Octopus, Again?

Some of my loyal readers are repelled by the idea of eating octopus, and others may simply be tired of the many times I post about it. If you are in either category, my apologies. Please just move on to the next posting.

The methodology this time was the same as my entry, Octopus 5.0, described here two years ago. It’s a combination of food-scientist-writer, Harold McGee’s simple poaching process, followed by Jesse Schenker’s overnight marinating bath in citrus-infused olive oil with herbs. Below are some of the prep steps, showing the oil bath, chopped herbs and garlic, Sicilian sea salt, and Calabrian chili peppers.

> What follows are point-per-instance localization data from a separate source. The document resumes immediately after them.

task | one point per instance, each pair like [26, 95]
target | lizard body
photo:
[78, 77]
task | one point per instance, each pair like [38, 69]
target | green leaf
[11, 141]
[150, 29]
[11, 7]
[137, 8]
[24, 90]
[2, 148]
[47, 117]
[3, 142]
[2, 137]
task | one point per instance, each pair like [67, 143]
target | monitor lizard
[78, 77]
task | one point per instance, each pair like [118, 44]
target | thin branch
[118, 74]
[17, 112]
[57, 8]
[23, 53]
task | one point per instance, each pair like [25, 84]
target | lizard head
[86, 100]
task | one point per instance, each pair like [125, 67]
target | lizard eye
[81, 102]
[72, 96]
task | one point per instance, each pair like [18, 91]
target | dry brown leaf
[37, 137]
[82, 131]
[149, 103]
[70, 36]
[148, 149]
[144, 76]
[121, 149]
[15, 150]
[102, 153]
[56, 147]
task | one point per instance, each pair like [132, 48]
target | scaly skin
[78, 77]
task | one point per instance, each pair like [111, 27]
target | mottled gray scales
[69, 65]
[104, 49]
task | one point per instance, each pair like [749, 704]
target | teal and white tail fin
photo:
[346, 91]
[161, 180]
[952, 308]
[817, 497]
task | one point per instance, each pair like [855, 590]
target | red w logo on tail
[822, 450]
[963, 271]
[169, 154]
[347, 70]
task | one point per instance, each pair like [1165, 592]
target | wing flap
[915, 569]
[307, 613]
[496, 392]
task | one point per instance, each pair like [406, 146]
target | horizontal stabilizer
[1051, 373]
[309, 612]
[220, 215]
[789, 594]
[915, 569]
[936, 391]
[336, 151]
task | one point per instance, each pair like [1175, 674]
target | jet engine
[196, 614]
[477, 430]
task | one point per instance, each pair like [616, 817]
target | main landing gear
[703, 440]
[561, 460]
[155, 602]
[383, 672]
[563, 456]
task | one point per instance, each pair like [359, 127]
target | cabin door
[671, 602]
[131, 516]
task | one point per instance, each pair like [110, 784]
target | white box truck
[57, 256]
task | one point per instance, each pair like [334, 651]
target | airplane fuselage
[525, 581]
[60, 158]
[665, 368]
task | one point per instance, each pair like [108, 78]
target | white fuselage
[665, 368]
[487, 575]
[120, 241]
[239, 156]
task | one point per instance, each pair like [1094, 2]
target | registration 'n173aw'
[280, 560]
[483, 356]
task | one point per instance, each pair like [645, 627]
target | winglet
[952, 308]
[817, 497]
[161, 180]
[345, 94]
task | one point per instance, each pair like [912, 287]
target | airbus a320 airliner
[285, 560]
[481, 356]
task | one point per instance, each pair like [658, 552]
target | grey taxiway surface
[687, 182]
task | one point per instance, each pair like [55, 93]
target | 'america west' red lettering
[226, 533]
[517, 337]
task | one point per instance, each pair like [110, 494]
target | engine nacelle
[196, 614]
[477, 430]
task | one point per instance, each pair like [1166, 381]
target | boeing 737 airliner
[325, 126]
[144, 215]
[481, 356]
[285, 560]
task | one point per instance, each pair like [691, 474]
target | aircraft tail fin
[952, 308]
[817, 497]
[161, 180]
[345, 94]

This was a 4.5 lb. Spanish octopus, purchased frozen from Portugalia. One of the joys of this food is the number of delicious meals I can make from it. This week’s list included:

  • Pulpo alla Gallega
  • grilled octopus with roasted Portobello mushrooms
  • octopus with grilled radicchio
  • grilled octopus with King City Pinks beans (Ranch Gordo) and more Radicchio di Treviso
  • octopus with potatoes and arugula
  • octopus with sweet onions and potatoes

You can quickly browse through the dishes shown below. The one new technique that I learned was McGee’s description of concentrating the juices released in the poaching process. There was a quart of intensely-rich flavored juice in the pot when it was done cooking for 5 hours at 200° F., all of it from the octopus which started in a dry pot. Those juices were boiled down considerably to produce an even more intense sauce, which greatly enhanced the octopus and beans dish, enough so that a full-bodied red wine was the right accompaniment.